US Oil and Gas Rigs Reach Lowest Point Since December 2021, Says Baker Hughes.



U.S. Energy Firms Cut Oil and Gas Rigs for Second Week

U.S. energy firms have cut the number of oil and gas rigs operating for a second week in a row, bringing the total rig count to the lowest since December 2021, according to a report from Baker Hughes. The oil and gas rig count, an early indicator of future output, fell by four to 580 in the week to January 17.

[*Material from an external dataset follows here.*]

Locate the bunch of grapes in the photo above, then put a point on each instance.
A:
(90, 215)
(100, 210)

The number of oil rigs fell by two to 478, the lowest since November, while gas rigs also fell by two to 98, the lowest since September. Drillers in the Haynesville shale in Arkansas, Louisiana, and Texas cut two rigs, bringing the total down to 29, the lowest since January 2017. In the Williston basin in Montana and North Dakota, drillers cut four rigs, bringing the total down to 33, the lowest since January 2024.

The oil and gas rig count declined by about 5% in 2024 and 20% in 2023 as lower U.S. oil and gas prices prompted energy firms to focus more on paying down debt and boosting shareholder returns rather than raising output. Despite forecasted declines in U.S. spot crude prices in 2025, the U.S. Energy Information Administration (EIA) projects that crude output will rise from a record 13.2 million barrels per day (bpd) in 2024 to around 13.6 million bpd in 2025.

On the gas side, the EIA projects a 43% increase in spot gas prices in 2025 will prompt producers to boost drilling activity this year, following a 14% price drop in 2024. Gas output is expected to rise to 104.5 billion cubic feet per day (bcfd) in 2025, up from 103.1 bcfd in 2024 and a record 103.6 bcfd in 2023.